At a company event today Apple has introduced an iPhone software development kit allowing developers to begin building third party applications for the device.
According to a Macworld article, Apple indicated that an iPhone application accounted for 25 per cent of Bank of America's mobile banking transactions.
"Starting today, we're opening up the same APIs and tools that we use internally," said Apple's vice president of iPhone software Scott Forstall.
Apple engineers have created a new framework for application development, based on OS X's Cocoa environment, which it calls Cocoa Touch. The core OS is similar to Mac OS X, but with memory optimisation and power management features - and the provision of built-in support for touch-based controls.

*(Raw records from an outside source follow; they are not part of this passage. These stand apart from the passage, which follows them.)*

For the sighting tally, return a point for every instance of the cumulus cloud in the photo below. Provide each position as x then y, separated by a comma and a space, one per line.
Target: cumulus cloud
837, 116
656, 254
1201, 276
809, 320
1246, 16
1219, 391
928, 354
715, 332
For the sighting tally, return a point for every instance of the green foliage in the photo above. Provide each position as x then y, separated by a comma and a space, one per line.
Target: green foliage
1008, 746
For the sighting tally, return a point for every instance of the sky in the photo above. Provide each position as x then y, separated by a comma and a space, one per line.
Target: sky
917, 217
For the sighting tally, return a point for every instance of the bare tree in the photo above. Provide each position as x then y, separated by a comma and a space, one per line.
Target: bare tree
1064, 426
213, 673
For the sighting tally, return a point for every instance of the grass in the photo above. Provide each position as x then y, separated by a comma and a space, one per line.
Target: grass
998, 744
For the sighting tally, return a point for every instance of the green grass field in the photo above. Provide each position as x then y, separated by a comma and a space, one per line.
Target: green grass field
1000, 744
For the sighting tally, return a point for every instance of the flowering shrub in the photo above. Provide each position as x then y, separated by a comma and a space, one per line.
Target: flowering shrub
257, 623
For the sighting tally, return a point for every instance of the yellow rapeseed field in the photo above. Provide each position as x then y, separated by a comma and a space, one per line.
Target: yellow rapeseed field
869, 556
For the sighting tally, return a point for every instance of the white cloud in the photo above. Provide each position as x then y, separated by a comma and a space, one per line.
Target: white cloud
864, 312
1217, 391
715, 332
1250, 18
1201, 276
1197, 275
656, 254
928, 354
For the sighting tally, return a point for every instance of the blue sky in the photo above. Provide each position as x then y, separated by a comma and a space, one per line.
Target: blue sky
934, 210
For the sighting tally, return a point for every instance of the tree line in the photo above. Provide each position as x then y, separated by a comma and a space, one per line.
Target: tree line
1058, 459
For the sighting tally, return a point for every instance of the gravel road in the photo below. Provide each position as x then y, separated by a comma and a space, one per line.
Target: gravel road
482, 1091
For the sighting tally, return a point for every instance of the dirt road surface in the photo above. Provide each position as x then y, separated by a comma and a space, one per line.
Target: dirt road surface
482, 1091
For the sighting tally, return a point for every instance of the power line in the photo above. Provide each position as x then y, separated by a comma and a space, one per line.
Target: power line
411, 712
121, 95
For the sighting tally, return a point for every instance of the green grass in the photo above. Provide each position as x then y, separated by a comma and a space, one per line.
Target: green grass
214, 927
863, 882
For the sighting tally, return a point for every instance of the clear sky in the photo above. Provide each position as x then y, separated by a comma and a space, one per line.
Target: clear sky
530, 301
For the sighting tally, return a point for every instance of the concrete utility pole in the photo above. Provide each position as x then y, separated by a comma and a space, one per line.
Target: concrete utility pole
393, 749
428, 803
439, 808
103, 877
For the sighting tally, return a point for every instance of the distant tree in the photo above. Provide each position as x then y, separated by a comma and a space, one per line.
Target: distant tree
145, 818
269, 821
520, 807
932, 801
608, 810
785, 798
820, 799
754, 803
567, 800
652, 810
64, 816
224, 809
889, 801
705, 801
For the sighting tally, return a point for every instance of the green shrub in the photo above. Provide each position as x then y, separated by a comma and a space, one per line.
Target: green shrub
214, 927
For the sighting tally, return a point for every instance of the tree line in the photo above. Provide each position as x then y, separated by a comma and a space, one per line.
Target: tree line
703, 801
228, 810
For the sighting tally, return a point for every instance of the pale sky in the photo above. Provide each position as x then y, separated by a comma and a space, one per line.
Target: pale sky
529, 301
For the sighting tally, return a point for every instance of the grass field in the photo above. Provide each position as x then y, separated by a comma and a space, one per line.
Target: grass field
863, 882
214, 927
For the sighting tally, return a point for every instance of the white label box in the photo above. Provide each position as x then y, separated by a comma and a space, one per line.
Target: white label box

iPhone SDK also supports Core Audio and a whole new range of services, including Core Location. The API will allow developers to access the address book, certain databases, and location information to create location-aware applications along with video and audio capabilities, 3D effects, and an embedded version of OpenGL.
As far as games are concerned, the iPhone SDK also lets developers make use of the phones accelerometer - motion sensors that allow the phone to know where it is located in 3D space and respond accordingly.
Pocket Lint reports that Apple demonstrated the technology with a game called Touch Fighter in which a spaceship was controlled by tilting the phone. EA and Sega, given two weeks to develop an iPhone demo, showed Spore and Super Monkey Ball, respectively.
"We think we're years ahead of any other platform for a mobile device," Forstall said.
Apple will deploy the development kit through its existing Xcode environment with an interface builder, iPhone simulator and various tools to check memory usage. Created applications can be sent straight across to an iPhone for testing.